The Goodness Being God Forsakenness
- April 24, 2019
- Chris Lawson
Mark 15:33–34, “And when the sixth hour had come, there was darkness over the whole land until the ninth hour. And at the ninth hour Jesus cried with a loud voice, “’Eloi, Eloi, lema sabachthani?” which means, “My God, my God, why have you forsaken me?’”
It is noon, and Jesus has been on the cross for three pain-filled hours. Suddenly, darkness falls on Calvary and “over all the land” (v. 45). By a miraculous act of Almighty God, midday becomes midnight.
This supernatural darkness, a symbol of God’s judgment on sin, swallows up the day.
The physical darkness signals a deeper and more fearsome darkness.
The great High Priest enters Golgotha’s Holy of Holies without friends or enemies. The Son of God is alone on the cross for three final hours, enduring what defies our imagination.
Continually near suffocation. The feeling of being held under water, lungs exasperated, only to be released to fresh air at the very instant before death wins.
The rawness of his exposed back. The weakness of his arms. Buckling of his knees. The burning of his eyes as his pierced forehead leaked in sight.
Experiencing the full weight of His Father’s wrath, Jesus cannot stay silent. He cries out: “My God, my God, why hast thou forsaken me?”
This phrase represents the valley, the lowest point, of Jesus’ sufferings. Here Jesus descends into the cradle of hell, the most extreme suffering ever experienced. For, it is unmerited suffering. Suffering earned by someone else’s disobedience, but placed on Jesus.
Jesus’ cry does not in any way diminish His deity. Jesus does not cease being God before, during, or after this.

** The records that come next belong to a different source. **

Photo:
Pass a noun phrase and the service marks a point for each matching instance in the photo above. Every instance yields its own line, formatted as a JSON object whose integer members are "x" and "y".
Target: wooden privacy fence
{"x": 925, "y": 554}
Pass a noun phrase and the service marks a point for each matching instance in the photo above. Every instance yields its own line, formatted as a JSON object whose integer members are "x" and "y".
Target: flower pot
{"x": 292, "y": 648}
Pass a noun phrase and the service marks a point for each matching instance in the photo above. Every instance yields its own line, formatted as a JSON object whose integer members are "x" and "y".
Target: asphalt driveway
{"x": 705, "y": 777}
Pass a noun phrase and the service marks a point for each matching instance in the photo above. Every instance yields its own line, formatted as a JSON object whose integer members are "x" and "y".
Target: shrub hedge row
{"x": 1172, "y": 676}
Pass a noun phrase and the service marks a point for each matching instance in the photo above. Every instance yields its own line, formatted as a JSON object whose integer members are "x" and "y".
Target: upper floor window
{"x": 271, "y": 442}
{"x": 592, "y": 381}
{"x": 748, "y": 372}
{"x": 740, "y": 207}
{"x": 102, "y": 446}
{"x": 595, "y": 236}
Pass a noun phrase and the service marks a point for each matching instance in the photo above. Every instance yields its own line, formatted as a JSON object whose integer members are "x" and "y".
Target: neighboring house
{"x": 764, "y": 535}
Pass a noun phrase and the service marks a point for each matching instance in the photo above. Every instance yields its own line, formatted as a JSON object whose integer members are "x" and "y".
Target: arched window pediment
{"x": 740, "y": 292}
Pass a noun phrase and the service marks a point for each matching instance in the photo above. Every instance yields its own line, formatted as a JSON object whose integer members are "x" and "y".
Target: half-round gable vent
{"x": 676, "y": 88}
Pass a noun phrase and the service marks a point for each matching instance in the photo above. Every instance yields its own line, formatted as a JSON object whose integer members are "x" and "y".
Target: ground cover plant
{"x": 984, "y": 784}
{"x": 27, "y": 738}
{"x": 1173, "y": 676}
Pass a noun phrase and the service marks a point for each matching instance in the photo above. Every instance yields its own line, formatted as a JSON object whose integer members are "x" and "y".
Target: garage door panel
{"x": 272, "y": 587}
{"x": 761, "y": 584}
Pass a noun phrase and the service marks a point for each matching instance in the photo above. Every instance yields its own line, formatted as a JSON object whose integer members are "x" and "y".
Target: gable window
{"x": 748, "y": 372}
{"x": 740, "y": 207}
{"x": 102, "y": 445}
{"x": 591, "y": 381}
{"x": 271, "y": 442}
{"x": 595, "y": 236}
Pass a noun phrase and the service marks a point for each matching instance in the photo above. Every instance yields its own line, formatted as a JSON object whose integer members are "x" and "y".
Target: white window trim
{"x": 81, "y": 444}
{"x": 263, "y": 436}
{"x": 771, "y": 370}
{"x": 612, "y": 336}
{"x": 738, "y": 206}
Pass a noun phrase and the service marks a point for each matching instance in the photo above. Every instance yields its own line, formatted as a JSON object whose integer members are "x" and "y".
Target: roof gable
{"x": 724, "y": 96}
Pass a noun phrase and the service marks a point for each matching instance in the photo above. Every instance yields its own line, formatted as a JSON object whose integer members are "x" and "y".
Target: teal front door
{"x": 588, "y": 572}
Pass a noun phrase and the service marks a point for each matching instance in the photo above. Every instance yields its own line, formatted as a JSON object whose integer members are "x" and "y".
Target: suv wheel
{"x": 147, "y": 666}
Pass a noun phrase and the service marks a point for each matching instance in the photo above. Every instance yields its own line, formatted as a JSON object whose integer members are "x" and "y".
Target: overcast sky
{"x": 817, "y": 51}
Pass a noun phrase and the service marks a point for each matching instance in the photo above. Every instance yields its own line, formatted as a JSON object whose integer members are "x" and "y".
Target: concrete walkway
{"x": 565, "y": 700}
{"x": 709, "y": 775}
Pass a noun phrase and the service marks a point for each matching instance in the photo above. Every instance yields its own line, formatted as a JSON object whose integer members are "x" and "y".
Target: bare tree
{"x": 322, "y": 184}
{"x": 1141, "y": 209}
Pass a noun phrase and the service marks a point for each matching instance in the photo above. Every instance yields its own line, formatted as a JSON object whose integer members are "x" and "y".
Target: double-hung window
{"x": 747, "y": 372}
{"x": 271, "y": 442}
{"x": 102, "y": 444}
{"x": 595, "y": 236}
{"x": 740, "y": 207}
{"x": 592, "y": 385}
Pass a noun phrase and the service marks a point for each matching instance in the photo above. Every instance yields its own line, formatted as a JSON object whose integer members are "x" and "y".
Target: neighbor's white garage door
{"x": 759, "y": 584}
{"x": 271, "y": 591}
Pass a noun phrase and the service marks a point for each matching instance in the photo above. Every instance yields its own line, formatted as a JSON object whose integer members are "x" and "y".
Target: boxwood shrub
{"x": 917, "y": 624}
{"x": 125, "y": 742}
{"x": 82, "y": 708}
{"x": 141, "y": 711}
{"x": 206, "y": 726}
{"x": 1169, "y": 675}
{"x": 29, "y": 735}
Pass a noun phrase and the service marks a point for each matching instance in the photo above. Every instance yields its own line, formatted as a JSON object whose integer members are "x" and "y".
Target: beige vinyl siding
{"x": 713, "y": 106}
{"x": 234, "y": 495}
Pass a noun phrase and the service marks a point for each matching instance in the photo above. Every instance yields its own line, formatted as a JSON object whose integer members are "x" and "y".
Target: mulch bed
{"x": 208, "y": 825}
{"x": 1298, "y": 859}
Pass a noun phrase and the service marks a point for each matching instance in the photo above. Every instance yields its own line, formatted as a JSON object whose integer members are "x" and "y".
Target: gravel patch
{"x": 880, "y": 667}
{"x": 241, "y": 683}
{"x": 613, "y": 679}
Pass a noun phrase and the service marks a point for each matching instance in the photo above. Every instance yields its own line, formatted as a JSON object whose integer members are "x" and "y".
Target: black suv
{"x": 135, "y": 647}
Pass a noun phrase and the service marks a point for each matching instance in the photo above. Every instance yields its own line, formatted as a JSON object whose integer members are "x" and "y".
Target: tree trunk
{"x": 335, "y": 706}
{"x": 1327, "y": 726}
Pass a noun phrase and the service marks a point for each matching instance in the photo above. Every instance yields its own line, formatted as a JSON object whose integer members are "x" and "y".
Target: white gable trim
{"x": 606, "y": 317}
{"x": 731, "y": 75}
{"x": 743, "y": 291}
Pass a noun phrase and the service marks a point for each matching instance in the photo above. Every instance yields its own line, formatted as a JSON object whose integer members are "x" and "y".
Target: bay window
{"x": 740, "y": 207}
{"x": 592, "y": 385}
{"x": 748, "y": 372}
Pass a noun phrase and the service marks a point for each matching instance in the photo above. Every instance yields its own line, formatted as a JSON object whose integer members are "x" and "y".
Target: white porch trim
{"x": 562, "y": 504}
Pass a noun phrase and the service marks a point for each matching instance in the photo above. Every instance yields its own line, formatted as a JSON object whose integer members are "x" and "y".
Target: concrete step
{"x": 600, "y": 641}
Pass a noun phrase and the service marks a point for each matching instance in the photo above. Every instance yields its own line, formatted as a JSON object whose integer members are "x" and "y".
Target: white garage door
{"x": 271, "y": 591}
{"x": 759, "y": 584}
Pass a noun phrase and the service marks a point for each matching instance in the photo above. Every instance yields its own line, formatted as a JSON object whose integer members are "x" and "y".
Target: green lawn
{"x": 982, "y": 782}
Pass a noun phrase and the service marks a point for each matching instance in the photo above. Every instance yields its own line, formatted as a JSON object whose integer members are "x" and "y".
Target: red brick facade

Jesus’ cry does not divide His human nature from His divine person or destroy the Trinity. Nor does it detach Him from the Holy Spirit. The Son lacks the comforts of the Spirit, but He does not lose the holiness of the Spirit. The suffering does not cause Him to disavow His mission.
Both the Father and Son knew from all eternity that Jesus would become the Lamb of God who would take away the sin of the world (Acts 15:18). It is unthinkable that the Son of God might question what is happening or be perplexed when His Father’s loving presence departs.
So, if not that, what?
Jesus is expressing the agony of an unanswered prayer (Ps. 22:1–2).
Unanswered, Jesus feels forgotten, unheard, ignored by God. And, he enters even more deeply into our humanity. He is also expressing the agony of loneliness.
Jesus lets out the sound of a roaring lion mentioned in Psalm 22: the roar of desperate agony without rebellion. He isn’t rejecting the pain. The rejection. The loneliness.
But by shouting the words of King David, he enters more deeply, more fully, into the words we have all said.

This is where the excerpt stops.